11. Comments on Proposed Decision

The proposed decision of the assigned Commissioner in this matter was mailed to the parties in accordance with Section 311 of the Public Utilities Code and comments were allowed under Rule 14.3 of the Commission's Rules of Practice and Procedure. Comments were filed on June 30, 2008 by BOMA, CLECA, CMTA, DRA, EPUC, Ice Energy, PG&E, SDG&E, and TURN. Reply comments were filed on July 7, 2008 by PG&E, SCE, SDG&E, and TURN.

The following discussion addresses parties' comments that identified factual, legal, or technical errors in the proposed decision. Comments that merely reargue prior comments have been accorded no weight.

PG&E requested several changes to the timetable to allow more time for customer education and billing system upgrades.137 In response, the timetable adopted by the decision has been changed in several respects so that PG&E has additional time to prepare its filings and additional time after Commission decisions and prior to rates going into effect for customer education and billing system upgrades.

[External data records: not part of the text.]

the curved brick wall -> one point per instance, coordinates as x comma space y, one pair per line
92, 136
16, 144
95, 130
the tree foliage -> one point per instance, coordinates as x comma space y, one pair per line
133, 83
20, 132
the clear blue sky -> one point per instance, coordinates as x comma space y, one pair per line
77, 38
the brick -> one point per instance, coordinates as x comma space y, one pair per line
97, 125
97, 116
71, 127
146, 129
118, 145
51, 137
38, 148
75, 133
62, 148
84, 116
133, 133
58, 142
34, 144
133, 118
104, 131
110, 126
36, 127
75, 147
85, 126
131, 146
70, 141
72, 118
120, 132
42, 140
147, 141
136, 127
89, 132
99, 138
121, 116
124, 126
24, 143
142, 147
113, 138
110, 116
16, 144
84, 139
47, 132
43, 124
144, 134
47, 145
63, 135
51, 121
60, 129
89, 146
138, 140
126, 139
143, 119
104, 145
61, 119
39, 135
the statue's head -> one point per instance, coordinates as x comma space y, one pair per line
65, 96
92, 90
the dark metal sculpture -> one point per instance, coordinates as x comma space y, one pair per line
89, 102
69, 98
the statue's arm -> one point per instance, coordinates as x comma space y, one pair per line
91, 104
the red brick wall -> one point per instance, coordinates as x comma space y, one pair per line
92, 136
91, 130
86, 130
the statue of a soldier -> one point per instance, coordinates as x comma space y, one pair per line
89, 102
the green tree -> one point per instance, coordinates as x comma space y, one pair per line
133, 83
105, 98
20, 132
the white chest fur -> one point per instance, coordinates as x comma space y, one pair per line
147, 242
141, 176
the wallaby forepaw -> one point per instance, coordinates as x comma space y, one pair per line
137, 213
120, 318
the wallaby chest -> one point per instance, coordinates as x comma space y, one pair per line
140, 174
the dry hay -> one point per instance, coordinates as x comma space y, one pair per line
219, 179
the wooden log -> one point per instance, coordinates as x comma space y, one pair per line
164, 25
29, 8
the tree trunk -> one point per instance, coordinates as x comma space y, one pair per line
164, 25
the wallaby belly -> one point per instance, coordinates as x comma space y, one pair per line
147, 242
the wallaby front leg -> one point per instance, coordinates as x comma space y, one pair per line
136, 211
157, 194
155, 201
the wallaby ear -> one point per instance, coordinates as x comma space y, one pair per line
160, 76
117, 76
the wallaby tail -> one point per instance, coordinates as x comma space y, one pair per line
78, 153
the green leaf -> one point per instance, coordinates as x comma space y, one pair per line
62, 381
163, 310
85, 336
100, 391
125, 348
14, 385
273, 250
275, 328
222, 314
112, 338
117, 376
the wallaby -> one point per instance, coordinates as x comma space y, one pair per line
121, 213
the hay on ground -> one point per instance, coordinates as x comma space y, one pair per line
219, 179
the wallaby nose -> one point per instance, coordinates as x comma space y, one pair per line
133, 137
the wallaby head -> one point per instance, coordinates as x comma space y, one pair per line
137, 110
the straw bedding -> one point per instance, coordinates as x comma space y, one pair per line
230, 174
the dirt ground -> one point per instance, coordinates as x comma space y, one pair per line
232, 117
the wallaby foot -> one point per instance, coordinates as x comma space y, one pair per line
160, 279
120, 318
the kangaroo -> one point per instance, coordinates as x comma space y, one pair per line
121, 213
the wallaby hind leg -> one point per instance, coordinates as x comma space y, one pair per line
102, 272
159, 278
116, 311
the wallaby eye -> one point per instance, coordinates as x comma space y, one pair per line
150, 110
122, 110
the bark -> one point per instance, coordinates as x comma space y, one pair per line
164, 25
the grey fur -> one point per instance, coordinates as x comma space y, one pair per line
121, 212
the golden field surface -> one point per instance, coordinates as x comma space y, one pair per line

Specifically, the requirement that PG&E file a proposal to revise its large customer CPP rate 30 days after adoption of the decision has been eliminated. Instead PG&E will be required to revise the rate when it files default CPP rates for large C&I customers. Also, the effective dates that PG&E is to propose for default CPP for medium C&I and default TOU for small and medium agricultural customers have been moved from 2010 to 2011 to give the utility more time for system upgrades and customer education. Other related changes have also been made.

A new section has been added addressing PG&E's comments related to incremental costs to implement dynamic pricing and recommending an appropriate process for PG&E to seek cost recovery.

PG&E and DRA argue against requiring PG&E to address changes to the large customer meter roll-out in A.07-12-009, the Smart Meter Upgrade application. PG&E says that it would need to spend money in the near-term and cannot wait for a decision in A.07-12-009 before starting work.138 DRA is concerned that adding additional issues and costs to the proceeding could delay it.139 We continue to believe that A.07-12-009 is the appropriate forum to address changes to the advance metering roll-out. We will authorize PG&E to record expenditures it incurs prior to a decision in A.07-12-009 in a memorandum account and to seek recovery in A.07-12-009.

BOMA and CLECA requested that the Commission direct PG&E to offer customers tools so that customers can determine bill impacts.140 We agree that PG&E should provide customers such tools so that customers understand the implications of different rates, so we have added that requirement.

CMTA asks the Commission to establish a timeline to ensure that PG&E puts in place the necessary communications systems to support RTP in 2011. We have added the requirement that PG&E include a timeline in its 2011 GRC Phase 2 application.

CLECA and PG&E ask the Commission to pay special attention to the interactions between default dynamic pricing and interruptible and other demand response programs.141 We agree that the relationship between dynamic pricing and demand response programs requires special attention and recommend that PG&E and other parties address this relationship in the specific dynamic pricing rate design applications.

BOMA, CLECA, and EPUC argue that residential customers should not be offered a flat rate as an option after the AB1X rate protections have been lifted.142 We believe it is premature to address whether a non-time differentiated rate should be an option for residential customers after the AB1X rate protections are gone. Therefore, we have removed the requirement that PG&E propose a flat rate as an option for residential customers after the AB1X rate protections have been lifted.

TURN recommends that the Commission pay greater attention to the connection between rates and actual procurement costs. According to TURN, if the Commission adopts policies that emphasize rates linked to spot prices while procurement is focused on longer time horizons, the utility could experience significant revenue balancing challenges.143 We agree that the relationship between retail rates and procurement policy requires further attention. One of the policy goals of this decision is to more closely link rates and costs, but this decision is just a first step. For example, if the Commission adopts default dynamic pricing rates, we will learn more about individual customers' risk preferences and preferred rate structures. These customer choices could in turn influence the Commission's and utilities' procurement policies. However, we are not convinced that dynamic pricing will lead to larger revenue imbalances than the current rate structures that also result in large under- and over-collections due to the regulatory lag between changes in costs and retail rates.

The discussion, findings of fact, conclusions of law and ordering paragraphs have been changed consistent with the discussion in this section. Other clarifying edits have also been made.

137 PG&E Opening Comments on Proposed Decision, pp. 6-9.

138 PG&E Opening Comments on Proposed Decision, p. 7.

139 DRA Opening Comments on Proposed Decision, pp. 1-2

140 BOMA Opening Comments on Proposed Decision, p. 4; CLECA Opening Comments on Proposed Decision, pp. 1-2.

141 CLECA Opening Comments on Proposed Decision, pp. 4-5; PG&E Opening Comments on Proposed Decision, p. 5.

142 BOMA Opening Comments on Proposed Decision, p. 8; CLECA Opening Comments on Proposed Decision, p. 3; EPUC Opening Comments on Proposed Decision, p. 8.

143 TURN Opening Comments on Proposed Decision, pp. 3-4.